Turning to the Outer Band, an unnamed Apabhramsa was the parent of Lahnda and Kashmiri, the latter having as its base some Dardic language akin to Shins, Sindhi is derived from a Vrachada Apabhramsa spoken in the country of the lower Indus, and Marathi is the child of the Apabhramsa of Maharashtra. In the east, the great Magadha Apabhramsa is not only the parent of Bihari in its proper home, but has also branched out in three directions. To the south it became Oriya to the south-east it developed into the Bengali of Central Bengal; while to the east, keeping north of the Ganges, its children are Northern Bengali, and, farther on, Assamese. These three branches can be distinctly traced. In some respects Oriya and Northern Bengali preserve common features which have disappeared in Central Bengal.

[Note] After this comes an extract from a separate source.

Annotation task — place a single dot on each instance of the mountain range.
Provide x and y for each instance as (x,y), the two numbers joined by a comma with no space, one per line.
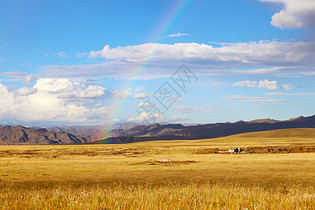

Concurrently with the development of the Indo-Aryan vernaculars, we have Sanskrit, the literary language of the Brahmanical schools, endowed with all the prestige which religion and learning could give it. In earlier times its influence was strongest in its proper home, the Midland. Allowing for phonetic corruption, the vocabulary of Sauraseni Prakrit is practically the same as that of Sanskrit. The farther we go from the Midland the more strange words we meet, words which are technically known as desya or ‘country-born.’ These, though Indo-Aryan, are not descended from the particular archaic dialect from which Sanskrit sprang, but belong to the vocabularies of the dialects of distant parts of India which were contemporary with it. On the other hand, the prestige of the literary Sanskrit has exercised a constant influence over all the Aryan vernaculars of India. Universally, wrongly, believed to be the parent of all of them, the would-be children have freely borrowed words from the vocabulary of their adoptive parent and this tendency received an additional impetus with the revival of learning which dates from the early part of the last century. In some of the modern languages it then became the fashion to eschew as much as possible all honest vernacular words derived from the Prakrits, and to substitute borrowed Sanskrit words. Native grammarians call these borrowed words tatsamas, or ‘the same as “that” (sc. Sanskrit),’ while the true vernacular words derived from Prakrit are tadbhavas, or ‘having “that” (sc. Sanskrit)’ for its origin. Thus we see the Aryan portion of the vocabulary of a modern Indo-Aryan vernacular is composed of three elements: tatsamas, tadbhavas, and desyas. The distinction is of some importance, for the literary language of some of them, such as Bengali, is so overloaded with the fashionable tatsamas that it may almost be called a national misfortune. For the sake of a spurious dignity the written word has been rendered unintelligible to the vast multitudes who have not received the education imparted by the higher schools.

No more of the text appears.